The
thrill and anxiety of the Uncanny is the engine of this debut
collection by rare book librarian and cultural critic Matthew Battles.
He invents a new Creole, one that combines the baroque grandiosity of
19th century industrialist with the sleek grandiosity of the 21st
technologist. Traversing musty libraries and austere technology
conferences, Battles quietly but ruthlessly discloses the beauty and
grotesquerie of our present times, our infatuation with the New and our
nostalgia for the Old both lovingly depicted and then slowly roasted on
the spit.
In
"The Dogs in the Trees," man's best friends deliver an enigmatic
rebuke. The protagonist of "The Sovereignties of Invention" is
enthralled by a gadget that plumbs the depths of the stream of
consciousness. In "The Manuscript of Belz," a librarian ponders the
glamor of the book and the bloody limits of cultural experience.

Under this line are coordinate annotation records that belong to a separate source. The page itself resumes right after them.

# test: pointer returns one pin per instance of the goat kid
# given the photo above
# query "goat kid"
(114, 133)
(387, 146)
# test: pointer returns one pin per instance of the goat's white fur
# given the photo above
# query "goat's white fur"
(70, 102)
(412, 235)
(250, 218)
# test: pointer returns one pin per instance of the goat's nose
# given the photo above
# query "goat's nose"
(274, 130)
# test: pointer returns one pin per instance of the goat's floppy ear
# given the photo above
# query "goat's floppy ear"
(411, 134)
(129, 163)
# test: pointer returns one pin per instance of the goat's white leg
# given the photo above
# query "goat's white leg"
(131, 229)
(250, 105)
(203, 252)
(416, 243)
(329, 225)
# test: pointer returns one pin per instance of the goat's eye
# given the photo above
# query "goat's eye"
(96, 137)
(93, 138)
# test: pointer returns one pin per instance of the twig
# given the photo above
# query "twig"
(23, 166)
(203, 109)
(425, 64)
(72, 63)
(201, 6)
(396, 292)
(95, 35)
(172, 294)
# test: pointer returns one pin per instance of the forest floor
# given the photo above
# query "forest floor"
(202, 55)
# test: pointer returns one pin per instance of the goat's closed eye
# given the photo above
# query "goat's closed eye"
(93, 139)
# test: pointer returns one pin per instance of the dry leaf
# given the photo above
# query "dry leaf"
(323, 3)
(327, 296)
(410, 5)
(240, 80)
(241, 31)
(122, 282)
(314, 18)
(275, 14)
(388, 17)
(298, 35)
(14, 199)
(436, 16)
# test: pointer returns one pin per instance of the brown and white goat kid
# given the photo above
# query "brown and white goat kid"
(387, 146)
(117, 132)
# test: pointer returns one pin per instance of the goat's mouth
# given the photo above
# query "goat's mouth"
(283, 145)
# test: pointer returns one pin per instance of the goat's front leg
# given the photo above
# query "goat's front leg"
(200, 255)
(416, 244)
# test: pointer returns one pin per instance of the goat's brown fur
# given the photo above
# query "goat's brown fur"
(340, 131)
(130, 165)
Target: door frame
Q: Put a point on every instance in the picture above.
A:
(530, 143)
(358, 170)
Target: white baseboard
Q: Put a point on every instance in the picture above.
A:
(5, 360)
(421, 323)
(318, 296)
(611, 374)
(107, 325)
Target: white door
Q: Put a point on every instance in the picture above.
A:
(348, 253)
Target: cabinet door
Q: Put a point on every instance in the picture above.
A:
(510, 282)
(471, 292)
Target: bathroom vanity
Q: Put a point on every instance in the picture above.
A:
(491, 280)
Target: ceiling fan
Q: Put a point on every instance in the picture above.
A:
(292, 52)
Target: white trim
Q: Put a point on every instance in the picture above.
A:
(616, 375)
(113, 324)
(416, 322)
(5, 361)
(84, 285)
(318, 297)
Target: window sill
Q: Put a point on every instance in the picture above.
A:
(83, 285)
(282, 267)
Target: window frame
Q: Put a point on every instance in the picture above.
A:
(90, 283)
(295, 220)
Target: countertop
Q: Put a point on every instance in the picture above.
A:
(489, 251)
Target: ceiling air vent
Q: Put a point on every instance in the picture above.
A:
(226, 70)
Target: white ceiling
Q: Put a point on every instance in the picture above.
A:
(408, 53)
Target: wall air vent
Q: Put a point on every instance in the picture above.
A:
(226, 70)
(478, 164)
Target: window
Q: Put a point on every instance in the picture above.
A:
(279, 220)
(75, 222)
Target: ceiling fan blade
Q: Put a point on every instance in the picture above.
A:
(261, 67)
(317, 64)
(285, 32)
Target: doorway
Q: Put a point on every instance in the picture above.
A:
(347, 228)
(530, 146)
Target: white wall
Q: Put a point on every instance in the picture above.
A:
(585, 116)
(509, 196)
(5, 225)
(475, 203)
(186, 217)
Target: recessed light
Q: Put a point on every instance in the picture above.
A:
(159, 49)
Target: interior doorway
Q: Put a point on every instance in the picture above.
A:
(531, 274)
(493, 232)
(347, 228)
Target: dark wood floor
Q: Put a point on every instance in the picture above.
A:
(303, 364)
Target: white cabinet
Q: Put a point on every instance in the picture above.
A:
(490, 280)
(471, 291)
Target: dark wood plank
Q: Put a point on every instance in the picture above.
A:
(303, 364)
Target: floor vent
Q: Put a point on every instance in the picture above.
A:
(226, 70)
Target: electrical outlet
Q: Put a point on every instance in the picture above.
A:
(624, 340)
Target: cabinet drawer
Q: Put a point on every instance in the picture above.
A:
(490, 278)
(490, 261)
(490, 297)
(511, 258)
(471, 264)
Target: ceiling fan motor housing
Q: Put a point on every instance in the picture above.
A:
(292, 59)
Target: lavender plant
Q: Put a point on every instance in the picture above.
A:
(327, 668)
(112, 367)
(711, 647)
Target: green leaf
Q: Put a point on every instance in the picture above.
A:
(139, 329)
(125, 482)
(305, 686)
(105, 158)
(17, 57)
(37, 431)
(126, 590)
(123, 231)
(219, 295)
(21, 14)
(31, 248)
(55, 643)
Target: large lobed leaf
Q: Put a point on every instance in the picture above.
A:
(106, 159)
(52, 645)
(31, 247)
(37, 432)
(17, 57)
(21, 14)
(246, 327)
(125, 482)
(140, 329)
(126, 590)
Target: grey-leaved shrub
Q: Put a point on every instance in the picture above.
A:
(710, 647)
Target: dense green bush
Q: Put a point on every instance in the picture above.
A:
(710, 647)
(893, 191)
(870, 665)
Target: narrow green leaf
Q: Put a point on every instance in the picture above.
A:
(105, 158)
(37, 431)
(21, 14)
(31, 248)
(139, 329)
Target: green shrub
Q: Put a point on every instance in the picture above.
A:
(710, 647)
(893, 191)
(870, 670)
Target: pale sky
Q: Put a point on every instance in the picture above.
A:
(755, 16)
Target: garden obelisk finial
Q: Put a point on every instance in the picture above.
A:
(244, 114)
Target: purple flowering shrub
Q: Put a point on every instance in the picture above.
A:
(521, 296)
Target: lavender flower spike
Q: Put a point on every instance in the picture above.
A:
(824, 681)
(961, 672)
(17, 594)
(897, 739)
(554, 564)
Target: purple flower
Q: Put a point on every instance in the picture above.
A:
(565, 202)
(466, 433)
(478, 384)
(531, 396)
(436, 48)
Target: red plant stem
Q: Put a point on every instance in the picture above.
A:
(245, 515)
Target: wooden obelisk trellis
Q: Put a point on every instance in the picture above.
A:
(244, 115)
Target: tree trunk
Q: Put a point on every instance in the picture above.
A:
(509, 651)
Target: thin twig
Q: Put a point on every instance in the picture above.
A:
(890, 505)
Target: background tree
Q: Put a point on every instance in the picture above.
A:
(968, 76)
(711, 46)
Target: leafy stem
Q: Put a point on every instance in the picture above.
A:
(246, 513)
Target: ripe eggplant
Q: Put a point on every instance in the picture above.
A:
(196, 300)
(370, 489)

And
"the Gnomon" seeks in Internet culture the same dark energies limned by
Poe.
Matthew Battles is the author of Library: An Unquiet History,
which explores the idea of the library in different times and places.
With Joshua Glenn he founded HiLobrow.com in 2009. At present he is a
program fellow at Harvard's Berkman Center for Internet and Society,
where he works for metaLAB, a research and design group investigating
the arts and humanities in a time of networks.